Additionally, 18% of firms say they will continue with their staff increases as a result of Brexit, the lowest net balance since June 2012. Of those expecting to continue with their hiring plans, many feel their ability to recruit skilled labour will be hampered.

Brexit planning

Despite the growing uncertainly among Irish businesses, only 54% have done ‘some investigating’ into planning for Brexit.  Still, only 16% of Irish manufacturing & services companies have a written Brexit plan in place despite the looming deadline. However, the results also reveal that Irish businesses have prepared to a similar extent to counterparts in the United Kingdom and more than those in Germany.

Speaking about the results of the survey, Catherine Moroney, Head of Business Banking at AIB said,

The business activity survey was conducted during a period of intensified uncertainty due to Brexit, and although sentiment overall is lower than October 2018, it is still in positive territory. Expectations around the performance of the Irish economy, which will lead to increased staffing requirements and capital investment, are supporting positive sentiment.

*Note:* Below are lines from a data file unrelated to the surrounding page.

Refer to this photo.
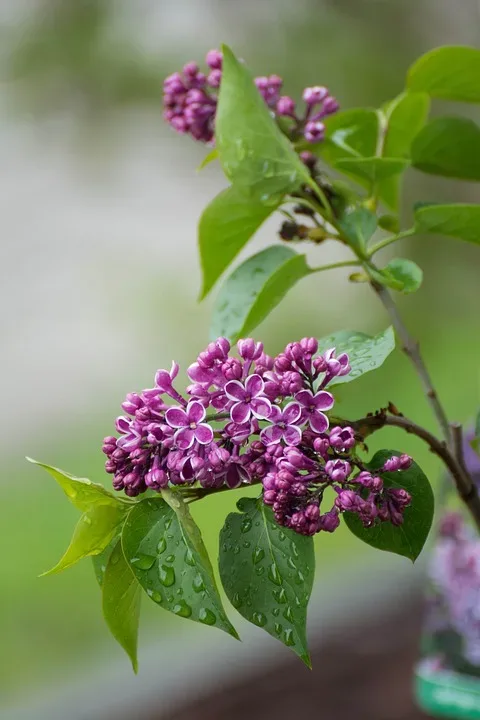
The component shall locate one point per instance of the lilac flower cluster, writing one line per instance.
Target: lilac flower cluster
(190, 102)
(251, 418)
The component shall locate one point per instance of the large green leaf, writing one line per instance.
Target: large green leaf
(165, 551)
(267, 572)
(121, 597)
(94, 531)
(255, 155)
(372, 169)
(349, 134)
(400, 274)
(254, 289)
(460, 221)
(407, 539)
(448, 146)
(366, 353)
(449, 72)
(358, 226)
(405, 116)
(81, 492)
(226, 225)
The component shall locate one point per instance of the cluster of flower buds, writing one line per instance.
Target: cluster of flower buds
(190, 102)
(253, 418)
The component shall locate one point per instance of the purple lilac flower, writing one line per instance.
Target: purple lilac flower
(271, 425)
(190, 102)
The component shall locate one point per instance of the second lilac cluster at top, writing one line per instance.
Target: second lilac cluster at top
(190, 102)
(251, 418)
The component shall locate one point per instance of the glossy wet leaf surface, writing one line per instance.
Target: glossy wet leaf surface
(267, 572)
(167, 556)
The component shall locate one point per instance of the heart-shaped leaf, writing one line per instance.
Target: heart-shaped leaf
(366, 353)
(267, 572)
(164, 549)
(456, 220)
(254, 289)
(225, 227)
(451, 72)
(409, 538)
(255, 155)
(121, 597)
(449, 147)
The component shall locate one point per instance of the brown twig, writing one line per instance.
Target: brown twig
(463, 482)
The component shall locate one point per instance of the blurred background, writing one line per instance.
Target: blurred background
(99, 282)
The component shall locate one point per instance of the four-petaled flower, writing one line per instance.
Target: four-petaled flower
(284, 425)
(248, 399)
(188, 424)
(312, 406)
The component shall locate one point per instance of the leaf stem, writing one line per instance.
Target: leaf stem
(463, 481)
(411, 349)
(389, 240)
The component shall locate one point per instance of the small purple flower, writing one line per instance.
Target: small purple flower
(313, 405)
(338, 470)
(284, 425)
(188, 424)
(248, 399)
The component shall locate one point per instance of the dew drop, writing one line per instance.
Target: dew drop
(236, 600)
(258, 555)
(167, 575)
(143, 562)
(198, 584)
(246, 525)
(274, 575)
(259, 619)
(207, 617)
(162, 546)
(189, 559)
(182, 609)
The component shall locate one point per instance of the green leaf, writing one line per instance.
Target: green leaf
(448, 147)
(348, 134)
(225, 227)
(254, 289)
(80, 491)
(373, 169)
(449, 72)
(358, 226)
(210, 157)
(460, 221)
(100, 561)
(402, 275)
(255, 155)
(94, 531)
(121, 597)
(267, 572)
(405, 116)
(366, 353)
(407, 539)
(164, 548)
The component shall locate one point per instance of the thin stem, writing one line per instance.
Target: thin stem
(389, 240)
(463, 482)
(412, 350)
(333, 266)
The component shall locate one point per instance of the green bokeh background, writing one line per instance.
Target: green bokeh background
(91, 62)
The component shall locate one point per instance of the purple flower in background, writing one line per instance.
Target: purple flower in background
(248, 399)
(313, 407)
(284, 425)
(189, 425)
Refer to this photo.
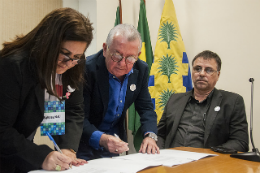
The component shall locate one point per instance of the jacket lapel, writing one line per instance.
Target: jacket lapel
(211, 115)
(132, 79)
(180, 106)
(39, 92)
(103, 82)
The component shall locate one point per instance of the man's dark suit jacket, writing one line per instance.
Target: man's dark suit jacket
(96, 97)
(226, 127)
(22, 111)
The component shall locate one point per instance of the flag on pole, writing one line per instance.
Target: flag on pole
(170, 72)
(147, 56)
(118, 14)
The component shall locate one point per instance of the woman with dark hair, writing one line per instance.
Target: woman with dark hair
(41, 82)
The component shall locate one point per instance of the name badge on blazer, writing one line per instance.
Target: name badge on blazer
(217, 108)
(132, 87)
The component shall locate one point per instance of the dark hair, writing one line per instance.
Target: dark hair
(44, 45)
(207, 54)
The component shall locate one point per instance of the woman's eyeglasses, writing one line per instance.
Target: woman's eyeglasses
(77, 59)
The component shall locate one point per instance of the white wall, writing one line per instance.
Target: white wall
(227, 27)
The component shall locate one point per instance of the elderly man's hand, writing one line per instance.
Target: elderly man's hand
(113, 144)
(149, 145)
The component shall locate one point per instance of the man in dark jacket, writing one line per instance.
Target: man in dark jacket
(204, 117)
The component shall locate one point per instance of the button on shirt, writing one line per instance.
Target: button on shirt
(190, 132)
(116, 103)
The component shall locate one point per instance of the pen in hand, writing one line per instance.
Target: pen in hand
(55, 145)
(117, 136)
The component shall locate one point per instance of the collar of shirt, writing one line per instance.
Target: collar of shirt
(113, 76)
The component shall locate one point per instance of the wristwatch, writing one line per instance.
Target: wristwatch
(151, 135)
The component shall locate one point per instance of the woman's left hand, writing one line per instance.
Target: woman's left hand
(72, 155)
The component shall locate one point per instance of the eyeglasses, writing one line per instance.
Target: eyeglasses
(116, 57)
(207, 70)
(77, 59)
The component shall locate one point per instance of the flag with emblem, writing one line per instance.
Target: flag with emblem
(147, 56)
(170, 72)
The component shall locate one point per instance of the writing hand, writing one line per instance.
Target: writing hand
(149, 145)
(113, 144)
(55, 158)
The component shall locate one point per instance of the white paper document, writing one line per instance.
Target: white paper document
(167, 157)
(135, 162)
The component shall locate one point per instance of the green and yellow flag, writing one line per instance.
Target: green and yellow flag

She continued, “Whereas cost inflation, lower profits and lack of clarity regarding the impact of Brexit and global trade wars means businesses are more cautious on outlook.

“In this survey we see the composite business sentiment drop sharply for ‘profits’ outlook (+33 to +17) and ‘price’ outlook (+44 to +29), demonstrating companies’ real concern about what may materialise and impact their business. ‘Brexit impact on suppliers’ was a verbatim concern from a Manufacturing business and increased exchange rate volatility was another concern cited.

“Notwithstanding these potential headwinds, Irish businesses are still more optimistic than their European counterparts and positive overall in their outlook.”